Helfen in der Corona-Krise

US-Arztserien spenden Masken und Schutzkleidung

Atemschutzmasken sind oftmals Requisiten in Arztserien - und sehr nützlich im Ernstfall. Foto: Karl-Josef Hildenbrand/dpa FOTO: Karl-Josef Hildenbrand

Los Angeles. Trost in finsteren Zeiten geben, das ist einer der wichtigsten Regeln in Arztserien. Dass das auch im echten Leben funktioniert, beweisen jetzt die Macher mehrerer Blockbuster aus der TV-Welt.

Millionen verfolgen die dramatischen Abenteuer von Ellen Pompeo als Dr. Meredith Grey und vielen anderen TV-Ärzten. Die Crews der Lebensretter aus dem Fernsehen tun in Corona-Zeiten jetzt aber auch im echten Leben etwas Gutes.

Zwar sind die Dreharbeiten für Serien wie „Grey's Anatomy“, „Pose“ oder „Seattle Firefighters – Die jungen Helden“ vorerst eingestellt, doch die Macher mehrerer Produktionen sind noch einmal aktiv geworden und haben lebenswichtige Requisiten eingesammelt. Bei steigender Zahl von Covid-19-Erkrankungen in den USA und Knappheit von Atemschutzmasken, Handschuhen und Schutzkleidung helfen Krankenhausserien mit eigenen Utensilien aus, die sonst bei Dreharbeiten zum Einsatz kämen.

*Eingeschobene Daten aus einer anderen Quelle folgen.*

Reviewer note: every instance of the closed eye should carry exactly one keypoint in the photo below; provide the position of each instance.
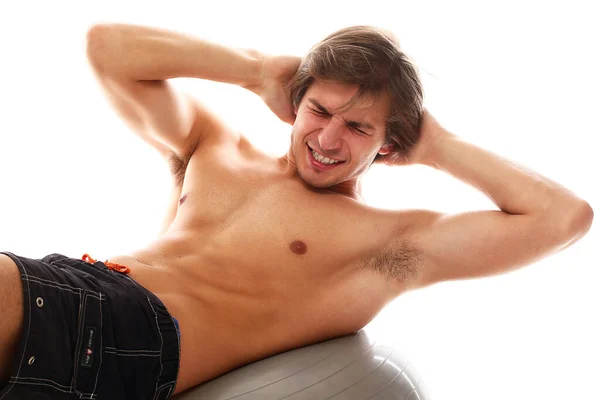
(321, 113)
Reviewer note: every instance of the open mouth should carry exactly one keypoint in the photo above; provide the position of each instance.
(322, 163)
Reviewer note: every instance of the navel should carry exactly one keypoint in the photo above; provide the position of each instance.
(182, 199)
(298, 247)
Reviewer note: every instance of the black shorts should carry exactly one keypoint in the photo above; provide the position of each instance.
(90, 333)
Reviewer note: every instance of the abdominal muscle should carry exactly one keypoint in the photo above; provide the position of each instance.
(221, 329)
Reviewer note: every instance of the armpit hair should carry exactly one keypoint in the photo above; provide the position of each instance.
(178, 166)
(398, 261)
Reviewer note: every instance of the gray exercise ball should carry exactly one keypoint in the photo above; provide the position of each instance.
(349, 367)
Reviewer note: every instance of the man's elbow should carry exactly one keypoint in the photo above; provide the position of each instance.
(580, 220)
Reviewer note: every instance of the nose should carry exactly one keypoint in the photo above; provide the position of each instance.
(330, 137)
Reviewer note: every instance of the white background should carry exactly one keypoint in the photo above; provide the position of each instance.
(519, 78)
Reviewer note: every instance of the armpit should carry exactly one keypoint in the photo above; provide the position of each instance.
(397, 262)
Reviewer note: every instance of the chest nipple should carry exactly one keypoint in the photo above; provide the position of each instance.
(298, 247)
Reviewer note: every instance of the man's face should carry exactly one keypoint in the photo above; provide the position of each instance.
(353, 138)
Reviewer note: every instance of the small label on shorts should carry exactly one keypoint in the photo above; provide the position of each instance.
(87, 356)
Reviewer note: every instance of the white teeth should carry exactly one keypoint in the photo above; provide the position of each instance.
(322, 159)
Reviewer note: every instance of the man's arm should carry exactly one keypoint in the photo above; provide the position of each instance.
(537, 216)
(133, 64)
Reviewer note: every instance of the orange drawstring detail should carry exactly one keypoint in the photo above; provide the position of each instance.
(114, 266)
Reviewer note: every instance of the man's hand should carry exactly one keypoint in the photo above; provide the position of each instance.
(430, 133)
(277, 72)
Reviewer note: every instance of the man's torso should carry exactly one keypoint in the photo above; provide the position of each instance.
(256, 263)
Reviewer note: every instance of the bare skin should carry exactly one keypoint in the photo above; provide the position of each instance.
(260, 255)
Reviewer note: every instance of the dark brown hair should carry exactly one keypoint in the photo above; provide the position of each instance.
(370, 57)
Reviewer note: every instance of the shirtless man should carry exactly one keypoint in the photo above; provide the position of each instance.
(259, 254)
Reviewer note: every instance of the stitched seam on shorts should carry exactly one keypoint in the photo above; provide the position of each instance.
(28, 326)
(20, 381)
(101, 335)
(59, 286)
(25, 379)
(132, 355)
(52, 384)
(82, 310)
(161, 347)
(133, 351)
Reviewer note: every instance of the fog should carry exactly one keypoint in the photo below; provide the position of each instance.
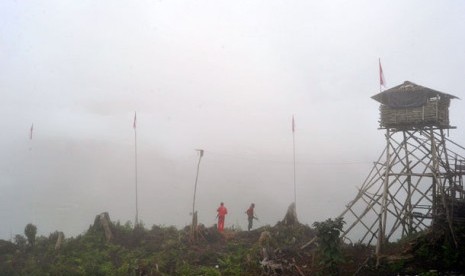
(222, 76)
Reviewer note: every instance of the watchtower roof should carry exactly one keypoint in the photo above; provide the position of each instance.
(409, 95)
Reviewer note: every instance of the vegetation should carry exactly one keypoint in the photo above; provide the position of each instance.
(269, 250)
(329, 245)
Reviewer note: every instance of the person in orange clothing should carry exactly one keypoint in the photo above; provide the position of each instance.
(222, 211)
(250, 215)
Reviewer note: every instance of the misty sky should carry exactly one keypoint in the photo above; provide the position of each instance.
(223, 76)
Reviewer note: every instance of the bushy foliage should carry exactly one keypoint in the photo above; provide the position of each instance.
(329, 245)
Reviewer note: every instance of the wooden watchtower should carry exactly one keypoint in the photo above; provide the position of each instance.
(417, 180)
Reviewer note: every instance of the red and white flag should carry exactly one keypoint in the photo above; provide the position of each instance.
(134, 125)
(293, 124)
(382, 81)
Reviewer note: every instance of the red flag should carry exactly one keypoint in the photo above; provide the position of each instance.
(293, 124)
(134, 125)
(382, 81)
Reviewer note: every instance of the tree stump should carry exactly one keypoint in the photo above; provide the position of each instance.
(291, 216)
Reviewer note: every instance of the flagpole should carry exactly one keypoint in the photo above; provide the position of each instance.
(196, 178)
(381, 76)
(293, 147)
(135, 170)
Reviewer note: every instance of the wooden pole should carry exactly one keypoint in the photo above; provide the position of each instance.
(194, 213)
(383, 209)
(135, 172)
(293, 146)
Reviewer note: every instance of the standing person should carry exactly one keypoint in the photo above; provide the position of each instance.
(250, 215)
(222, 211)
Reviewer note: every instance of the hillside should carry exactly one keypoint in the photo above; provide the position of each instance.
(283, 249)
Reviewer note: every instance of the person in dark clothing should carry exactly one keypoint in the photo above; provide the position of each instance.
(222, 211)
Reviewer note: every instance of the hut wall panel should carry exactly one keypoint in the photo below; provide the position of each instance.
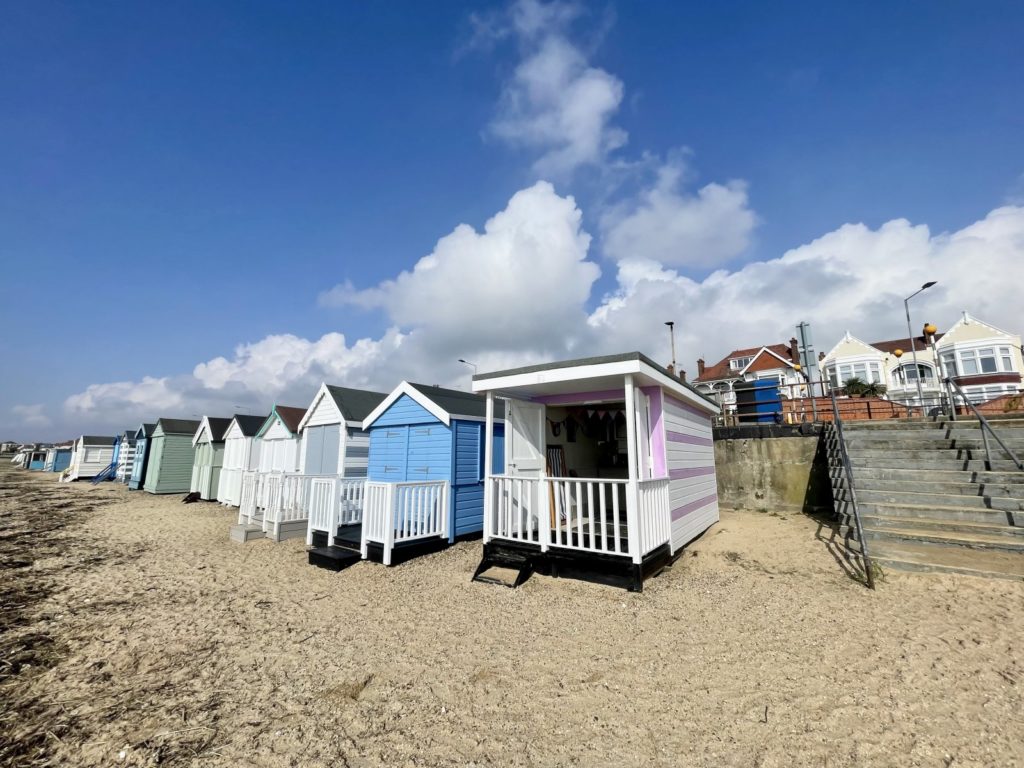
(690, 460)
(171, 464)
(355, 453)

Ein Lastwagen voll mit Hilfsmittel-Spenden der Serien „Grey's Anatomy“ und „Seattle Firefighters“ (im US-Original „Station 19“) wurde an einem Universitätskrankenhaus in Los Angeles abgeliefert, wie der Sender „ABC11“ berichtete. Solche Artikel zum Schutz der Ärzte und Helfer vor einer Ansteckung mit dem Virus seien unglaublich wichtig, sagte die Ärztin Dr. Kimberly Shemanski. Vielerorts klagen Helfer in den USA über Engpässe bei der Versorgung.